Cautionary Note Regarding Forward-Looking Statements

This communication includes forward-looking statements. These forward-looking statements generally can be identified by the use of words such as “anticipate,” “expect,” “plan,” “could,” “may,” “will,” “believe,” “estimate,” “forecast,” “goal,” “project,” and other words of similar meaning. Forward-looking statements in this communication include but are not limited to, statements about the benefits of the transaction; potential synergies and cost savings and the timing thereof; future financial and operating results; the expected timing of the completion of the transaction; the combined company’s plans, objectives, expectations and intentions with respect to future operations, products and services, the approvable status and anticipated final PMA approval of Wright’s Augment® Bone Graft product, and the positive effects such final approval is anticipated to have on the combined business. Each forward-looking statement contained in this communication is subject to risks and uncertainties that could cause actual results to differ materially from those expressed or implied by such statement. Applicable risks and uncertainties include, among others, uncertainties as to the timing of the transaction; uncertainties as to whether Tornier shareholders and Wright shareholders will approve the transaction; the risk that competing offers will be made; the possibility that various closing conditions for the transaction may not be satisfied or waived, including that a governmental entity may prohibit, delay or refuse to grant approval for the consummation of the transaction, or the terms of such approval; the effects of disruption from the transaction making it more difficult to maintain relationships with employees, customers, vendors and other business partners; the risk that shareholder litigation in connection with the transaction may result in significant costs of defense, indemnification and liability; other business effects, including the effects of industry,


economic or political conditions outside of Wright’s or Tornier’s control; the failure to realize synergies and cost-savings from the transaction or delay in realization thereof; the businesses of Wright and Tornier may not be combined successfully, or such combination may take longer, be more difficult, time-consuming or costly to accomplish than expected; operating costs and business disruption following completion of the transaction, including adverse effects on employee retention and on Wright’s and Tornier’s respective business relationships with third parties; transaction costs; actual or contingent liabilities; the adequacy of the combined company’s capital resources; failure or delay in ultimately obtaining FDA approval of Wright’s Augment® Bone Graft for commercial sale in the United States, and the risks identified under the heading “Risk Factors” in Wright’s Annual Report on Form 10-K, filed with the SEC on February 27, 2014, and Tornier’s Annual Report on Form 10-K, file with the SEC on February 21, 2014, as well as both companies’ subsequent Quarterly Reports on Form 10-Q and other information filed by each company with the SEC. We caution investors not to place considerable reliance on the forward-looking statements contained in this presentation.
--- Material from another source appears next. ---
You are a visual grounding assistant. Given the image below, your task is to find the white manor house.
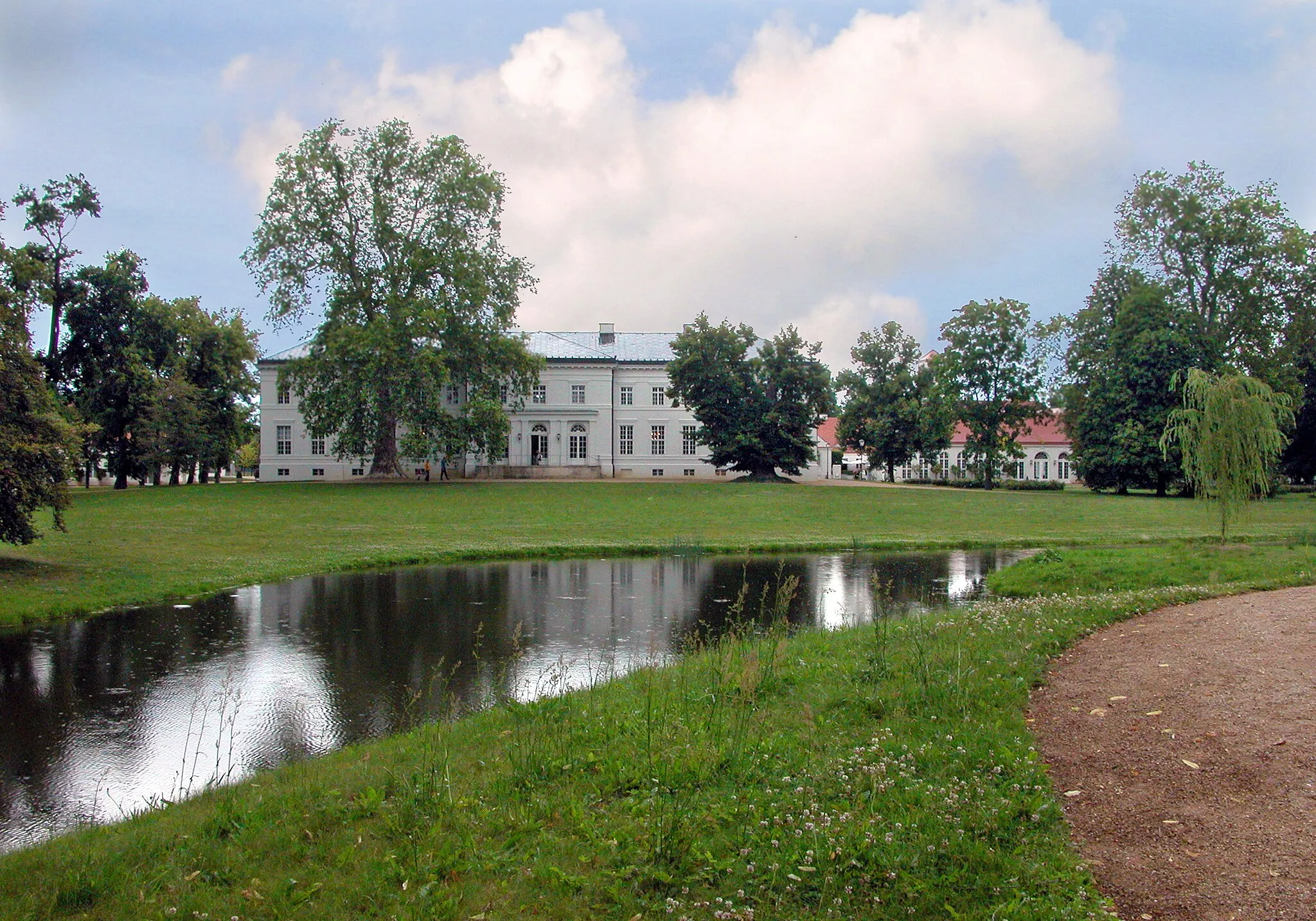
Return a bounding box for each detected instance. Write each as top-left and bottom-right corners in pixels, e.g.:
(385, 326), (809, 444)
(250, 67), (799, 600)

You are encouraged to read Wright’s and Tornier’s filings with the SEC, available at www.sec.gov, for a discussion of these and other risks and uncertainties. The forward-looking statements in this communication speak only as of the date of this document, and we undertake no obligation to update or revise any of these statements. Our businesses are subject to substantial risks and uncertainties, including those referenced above. Investors, potential investors, and others should give careful consideration to these risks and uncertainties.